10 Times WWE Didn’t Learn Their Lesson
9. Incest Is Unpleasant
In 1999, the WWF was unencumbered by taste. The ribald procession of lopped-off c*cks, goo-covered hands and inflated breasts had catapulted the company back into the mainstream consciousness. Why not keep it in the family?
Probably because the vast majority of fans rejected the teased Beaver Cleavage character - a man-child who made Oedipus look like the idealised lead of a romantic comedy. Beaver's cereal was dry, but no matter: his mother had some milk with which to help it down his gullet. Mercifully, the character was abandoned after a sole match, against Christian, on the May 25 RAW. Common sense had prevailed: nobody wanted incest to marry with wrestling and produce a grotesque, deformed offspring.

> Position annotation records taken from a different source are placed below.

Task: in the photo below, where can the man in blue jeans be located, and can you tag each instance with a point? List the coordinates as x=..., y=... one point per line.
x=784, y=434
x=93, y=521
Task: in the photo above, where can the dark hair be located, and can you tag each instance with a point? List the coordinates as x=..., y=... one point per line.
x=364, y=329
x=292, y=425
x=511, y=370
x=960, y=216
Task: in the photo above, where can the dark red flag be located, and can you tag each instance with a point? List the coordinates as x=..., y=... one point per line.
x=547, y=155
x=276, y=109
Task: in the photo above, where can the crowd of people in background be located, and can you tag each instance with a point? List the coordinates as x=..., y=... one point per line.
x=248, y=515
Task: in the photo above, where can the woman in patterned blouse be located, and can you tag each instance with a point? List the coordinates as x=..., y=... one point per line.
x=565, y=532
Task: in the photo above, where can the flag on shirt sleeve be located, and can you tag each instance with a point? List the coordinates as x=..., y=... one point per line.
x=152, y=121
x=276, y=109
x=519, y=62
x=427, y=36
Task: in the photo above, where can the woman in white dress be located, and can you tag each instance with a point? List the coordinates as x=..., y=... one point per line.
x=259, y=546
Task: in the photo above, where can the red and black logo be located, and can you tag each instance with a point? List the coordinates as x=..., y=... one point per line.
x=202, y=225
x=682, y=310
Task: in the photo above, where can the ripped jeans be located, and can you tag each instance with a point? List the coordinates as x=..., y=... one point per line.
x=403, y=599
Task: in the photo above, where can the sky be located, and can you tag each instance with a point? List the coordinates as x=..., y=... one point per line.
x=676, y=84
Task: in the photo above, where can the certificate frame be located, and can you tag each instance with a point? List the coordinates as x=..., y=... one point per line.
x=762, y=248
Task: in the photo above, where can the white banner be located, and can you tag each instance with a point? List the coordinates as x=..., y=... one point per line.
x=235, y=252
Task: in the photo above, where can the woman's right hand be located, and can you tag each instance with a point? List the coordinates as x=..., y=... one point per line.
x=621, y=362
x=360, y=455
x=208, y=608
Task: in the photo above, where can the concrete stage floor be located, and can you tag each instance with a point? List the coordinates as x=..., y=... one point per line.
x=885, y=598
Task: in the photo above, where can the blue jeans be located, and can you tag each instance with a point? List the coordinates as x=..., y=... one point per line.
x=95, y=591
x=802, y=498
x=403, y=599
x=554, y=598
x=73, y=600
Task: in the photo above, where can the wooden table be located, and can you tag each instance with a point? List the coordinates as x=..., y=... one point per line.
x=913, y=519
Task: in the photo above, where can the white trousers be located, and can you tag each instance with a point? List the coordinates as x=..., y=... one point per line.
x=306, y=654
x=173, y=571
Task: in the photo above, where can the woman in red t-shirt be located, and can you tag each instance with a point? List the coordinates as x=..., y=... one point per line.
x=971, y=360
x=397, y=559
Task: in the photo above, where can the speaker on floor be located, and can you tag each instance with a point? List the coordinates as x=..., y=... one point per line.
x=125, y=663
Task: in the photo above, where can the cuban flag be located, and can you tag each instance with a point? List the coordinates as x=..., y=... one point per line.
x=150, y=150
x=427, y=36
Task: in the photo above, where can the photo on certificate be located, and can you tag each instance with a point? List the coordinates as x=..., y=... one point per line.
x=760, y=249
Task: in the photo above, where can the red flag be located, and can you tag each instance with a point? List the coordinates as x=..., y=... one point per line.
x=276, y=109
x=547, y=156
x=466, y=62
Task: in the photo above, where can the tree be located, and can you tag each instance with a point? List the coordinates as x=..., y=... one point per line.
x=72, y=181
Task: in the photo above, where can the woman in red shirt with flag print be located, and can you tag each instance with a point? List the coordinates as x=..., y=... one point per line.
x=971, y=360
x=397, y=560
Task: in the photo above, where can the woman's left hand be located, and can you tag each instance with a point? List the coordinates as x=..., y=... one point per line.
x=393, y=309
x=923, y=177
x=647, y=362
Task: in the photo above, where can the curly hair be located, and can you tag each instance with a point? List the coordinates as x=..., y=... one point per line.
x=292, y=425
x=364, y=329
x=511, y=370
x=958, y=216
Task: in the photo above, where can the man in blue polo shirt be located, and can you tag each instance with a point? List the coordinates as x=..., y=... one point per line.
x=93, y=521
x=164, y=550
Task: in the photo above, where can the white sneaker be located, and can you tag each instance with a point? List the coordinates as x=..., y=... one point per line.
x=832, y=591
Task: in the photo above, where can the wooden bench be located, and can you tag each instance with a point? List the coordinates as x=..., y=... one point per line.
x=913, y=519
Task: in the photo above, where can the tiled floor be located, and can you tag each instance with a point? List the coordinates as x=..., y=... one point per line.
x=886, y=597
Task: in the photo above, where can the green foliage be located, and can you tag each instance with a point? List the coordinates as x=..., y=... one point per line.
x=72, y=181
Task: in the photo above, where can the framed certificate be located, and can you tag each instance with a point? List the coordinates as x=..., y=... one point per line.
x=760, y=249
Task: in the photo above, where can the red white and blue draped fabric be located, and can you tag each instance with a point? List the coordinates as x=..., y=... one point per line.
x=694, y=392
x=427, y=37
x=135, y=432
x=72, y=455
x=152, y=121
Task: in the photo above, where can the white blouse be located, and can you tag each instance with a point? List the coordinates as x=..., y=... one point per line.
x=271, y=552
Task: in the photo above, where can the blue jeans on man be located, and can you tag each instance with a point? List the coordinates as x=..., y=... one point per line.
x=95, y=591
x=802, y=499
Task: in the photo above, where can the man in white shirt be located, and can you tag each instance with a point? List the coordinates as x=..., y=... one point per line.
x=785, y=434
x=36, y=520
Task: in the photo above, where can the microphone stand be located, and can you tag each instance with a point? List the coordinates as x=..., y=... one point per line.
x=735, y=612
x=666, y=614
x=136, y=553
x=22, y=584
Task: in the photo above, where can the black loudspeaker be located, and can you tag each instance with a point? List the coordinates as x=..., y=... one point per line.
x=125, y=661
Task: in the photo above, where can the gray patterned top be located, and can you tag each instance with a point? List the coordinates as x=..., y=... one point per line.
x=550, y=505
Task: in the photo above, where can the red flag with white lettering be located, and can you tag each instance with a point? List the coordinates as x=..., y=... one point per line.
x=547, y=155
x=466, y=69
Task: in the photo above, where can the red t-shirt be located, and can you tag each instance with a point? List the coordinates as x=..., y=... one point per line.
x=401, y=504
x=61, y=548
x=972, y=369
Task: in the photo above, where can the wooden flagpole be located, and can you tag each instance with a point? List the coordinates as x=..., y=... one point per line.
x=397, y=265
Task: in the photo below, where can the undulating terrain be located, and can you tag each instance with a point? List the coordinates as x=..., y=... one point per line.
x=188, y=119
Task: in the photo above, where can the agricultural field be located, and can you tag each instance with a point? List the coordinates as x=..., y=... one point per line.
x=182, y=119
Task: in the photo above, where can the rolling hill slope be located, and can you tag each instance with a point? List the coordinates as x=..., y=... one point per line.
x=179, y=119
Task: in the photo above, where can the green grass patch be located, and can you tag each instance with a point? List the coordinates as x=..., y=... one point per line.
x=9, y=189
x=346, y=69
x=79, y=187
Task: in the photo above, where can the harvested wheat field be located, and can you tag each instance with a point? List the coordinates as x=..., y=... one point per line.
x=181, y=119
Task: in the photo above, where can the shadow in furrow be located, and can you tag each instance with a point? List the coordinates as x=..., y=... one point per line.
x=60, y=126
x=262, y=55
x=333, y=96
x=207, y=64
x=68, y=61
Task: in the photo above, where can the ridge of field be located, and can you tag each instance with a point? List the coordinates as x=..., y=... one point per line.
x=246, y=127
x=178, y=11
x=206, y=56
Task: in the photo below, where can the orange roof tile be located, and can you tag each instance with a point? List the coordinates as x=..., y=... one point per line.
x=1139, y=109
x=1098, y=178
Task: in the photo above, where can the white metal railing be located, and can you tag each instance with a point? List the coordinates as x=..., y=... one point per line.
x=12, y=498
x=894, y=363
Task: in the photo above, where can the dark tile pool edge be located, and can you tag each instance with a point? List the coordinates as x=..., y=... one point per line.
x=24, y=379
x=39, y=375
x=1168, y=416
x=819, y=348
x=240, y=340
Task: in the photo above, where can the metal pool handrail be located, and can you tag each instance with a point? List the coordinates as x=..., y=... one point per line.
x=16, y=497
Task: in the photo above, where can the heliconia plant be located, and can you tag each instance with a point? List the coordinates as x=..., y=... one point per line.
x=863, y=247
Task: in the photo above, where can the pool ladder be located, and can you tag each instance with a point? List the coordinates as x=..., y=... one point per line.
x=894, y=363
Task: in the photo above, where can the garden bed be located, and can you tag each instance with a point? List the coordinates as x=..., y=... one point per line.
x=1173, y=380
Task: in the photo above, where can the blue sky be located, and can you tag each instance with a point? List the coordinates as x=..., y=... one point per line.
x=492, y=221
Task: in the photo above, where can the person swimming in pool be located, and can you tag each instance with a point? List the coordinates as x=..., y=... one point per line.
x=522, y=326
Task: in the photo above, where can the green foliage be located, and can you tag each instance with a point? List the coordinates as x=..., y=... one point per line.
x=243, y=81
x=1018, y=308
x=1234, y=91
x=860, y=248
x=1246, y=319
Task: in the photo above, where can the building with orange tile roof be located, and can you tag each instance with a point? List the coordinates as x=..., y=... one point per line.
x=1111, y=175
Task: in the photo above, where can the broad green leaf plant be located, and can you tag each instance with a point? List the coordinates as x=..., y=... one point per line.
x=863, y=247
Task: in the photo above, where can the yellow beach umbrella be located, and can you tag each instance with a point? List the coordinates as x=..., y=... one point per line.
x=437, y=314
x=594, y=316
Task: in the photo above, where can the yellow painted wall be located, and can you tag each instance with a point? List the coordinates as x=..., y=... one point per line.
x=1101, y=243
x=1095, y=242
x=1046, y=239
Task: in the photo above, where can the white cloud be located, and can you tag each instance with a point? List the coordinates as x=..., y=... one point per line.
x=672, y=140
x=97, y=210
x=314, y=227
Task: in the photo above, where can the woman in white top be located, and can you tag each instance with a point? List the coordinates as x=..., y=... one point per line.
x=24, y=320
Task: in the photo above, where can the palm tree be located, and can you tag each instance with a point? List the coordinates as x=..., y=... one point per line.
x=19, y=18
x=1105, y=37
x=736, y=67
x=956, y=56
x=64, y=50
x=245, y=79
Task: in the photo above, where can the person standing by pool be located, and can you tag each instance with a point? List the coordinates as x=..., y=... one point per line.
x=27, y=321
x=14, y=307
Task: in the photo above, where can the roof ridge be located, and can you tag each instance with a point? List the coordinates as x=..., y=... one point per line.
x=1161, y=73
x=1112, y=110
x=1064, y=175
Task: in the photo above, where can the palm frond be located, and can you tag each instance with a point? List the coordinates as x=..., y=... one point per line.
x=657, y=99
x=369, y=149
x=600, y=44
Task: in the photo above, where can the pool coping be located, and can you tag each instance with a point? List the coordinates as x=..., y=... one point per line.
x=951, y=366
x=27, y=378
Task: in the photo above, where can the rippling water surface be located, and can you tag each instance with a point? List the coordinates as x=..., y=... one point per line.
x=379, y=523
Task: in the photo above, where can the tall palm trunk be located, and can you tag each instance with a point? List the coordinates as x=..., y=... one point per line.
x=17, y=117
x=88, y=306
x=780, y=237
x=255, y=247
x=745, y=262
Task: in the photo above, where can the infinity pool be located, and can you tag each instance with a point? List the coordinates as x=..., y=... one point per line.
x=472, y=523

Except Vince McMahon. For reasons which don't bear thinking about - we can only hope there were dollar signs in his eyes - McMahon, hoping to recapture the fading Attitude Era buzz, proposed a 2003 angle to his daughter Stephanie in which he would be named as the father of her unborn child. Thankfully, she nixed it there and then on moral grounds. McMahon relented. The thought of Stephanie's father impregnating her was unsettling...so, he reasoned, why not insert her brother Shane in his place?
Neither angle even made it close to the air - but that the suggestion was even made public painted a hillbilly picture of the company McMahon has spent his life attempting to distance himself from.